The stay order effectively means that the Sabah government must immediately halt all logging operations, cease occupation of the lands, and stop enforcing any eviction notices which were sent to SFI and its workers earlier.
SFI has not been paid any compensation for the lands, or for the massive volumes of commercial logs extracted and exported from its lands.
Back in 2018, Syed Mokhtar, through his vehicle Pelangi Prestasi, entered into a sale & purchase agreement with SFI to acquire SFI lands and assets for RM1.2 billion, which was subsequently terminated in 2021.
Thereafter, the Sabah government commenced the acquisition of the lands and offered only RM256 million as alleged compensation to the R&M, and the offer was rejected.
On Nov 24 last year, the Kota Kinabalu High Court granted leave for SFI to commence the judicial review proceedings, as SFI had passed the threshold required under the law to challenge the state government’s compulsory acquisition of 15 parcels of its lands.
Pelangi Prestasi failed to reinstate suit against SFI
Prior to this, it was reported that Pelangi Prestasi had in April 2018, signed an agreement to acquire a 98% stake in SFI from India-based pulp and paper manufacturer Ballarpur Industries Ltd for about RM1.2 billion. Under the deal, Pelangi Prestasi would assume control of SFI, including all of its assets, land titles and timber licences.
SFI, which was facing financial problems, was put under receivership and the management of tax and accountancy firm Grant Thornton, before the agreement was signed.
Pelangi Prestasi subsequently went to court over a decision made by the then Parti Warisan-led government — after the 14th general election (GE14) — not to issue fresh timber licences to SFI and instead, imposed an entirely new set of preconditions for granting the licences.
A month before the signing of the agreement in 2018, the previous Barisan Nasional state government agreed to approve new timber licences for Pelangi Prestasi, if it fulfilled the prerequisites in the agreement.
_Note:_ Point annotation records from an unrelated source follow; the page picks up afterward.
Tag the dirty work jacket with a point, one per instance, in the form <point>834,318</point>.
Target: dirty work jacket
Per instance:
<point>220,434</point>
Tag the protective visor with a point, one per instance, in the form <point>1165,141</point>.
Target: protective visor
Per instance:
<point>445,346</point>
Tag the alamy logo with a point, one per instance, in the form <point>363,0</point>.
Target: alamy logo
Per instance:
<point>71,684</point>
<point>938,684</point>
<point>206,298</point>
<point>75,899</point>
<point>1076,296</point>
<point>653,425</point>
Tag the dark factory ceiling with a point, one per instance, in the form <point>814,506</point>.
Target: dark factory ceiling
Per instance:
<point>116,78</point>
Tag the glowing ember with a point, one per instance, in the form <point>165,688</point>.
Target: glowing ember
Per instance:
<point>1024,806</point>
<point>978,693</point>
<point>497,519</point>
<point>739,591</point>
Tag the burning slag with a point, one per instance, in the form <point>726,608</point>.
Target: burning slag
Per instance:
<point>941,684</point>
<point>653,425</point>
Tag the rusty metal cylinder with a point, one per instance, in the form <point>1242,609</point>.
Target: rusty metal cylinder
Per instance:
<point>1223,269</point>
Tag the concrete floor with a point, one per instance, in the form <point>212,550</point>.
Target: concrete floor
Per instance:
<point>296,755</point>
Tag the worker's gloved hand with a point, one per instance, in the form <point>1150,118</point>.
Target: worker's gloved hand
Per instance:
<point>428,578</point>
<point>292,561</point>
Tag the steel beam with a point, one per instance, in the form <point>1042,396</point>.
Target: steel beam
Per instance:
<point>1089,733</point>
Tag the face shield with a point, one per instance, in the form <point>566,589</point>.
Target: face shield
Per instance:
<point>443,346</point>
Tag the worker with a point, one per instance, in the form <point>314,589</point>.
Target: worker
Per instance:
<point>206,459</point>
Pelangi Prestasi, in its suit, claimed that it had paid the salaries of SFI employees in full since March 2018, including shortfalls in the period of January to March 2018.
The salaries, it said, were paid even up until March 2018, amounting to RM23.1 million, and hence, it had fulfilled part of the prerequisites set by the Sabah government.
SFI tried to strike out the suit by Pelangi Prestasi, but the Kuala Lumpur High Court dismissed the company’s application on Oct 22, 2019.
On Jan 6, 2022, a three-member Court of Appeal bench, led by Datuk Vazeer Alam Mydin Meera, allowed SFI’s appeal to strike out the suit filed by Pelangi Prestasi and lift the injunction, which had then already expired.
The appellate court also asked SFI to go back to the Sabah High Court, for it to assess the damages as a result of the injunction imposed on SFI, since the injunction was granted by the High Court following the filing of the suit since October 2019, when the High Court dismissed SFI’s striking out application.
On Jan 18 last year, Pelangi Prestasi failed to reinstate the suit when it failed to obtain leave from the Federal Court to appeal the Court of Appeal’s decision the previous year.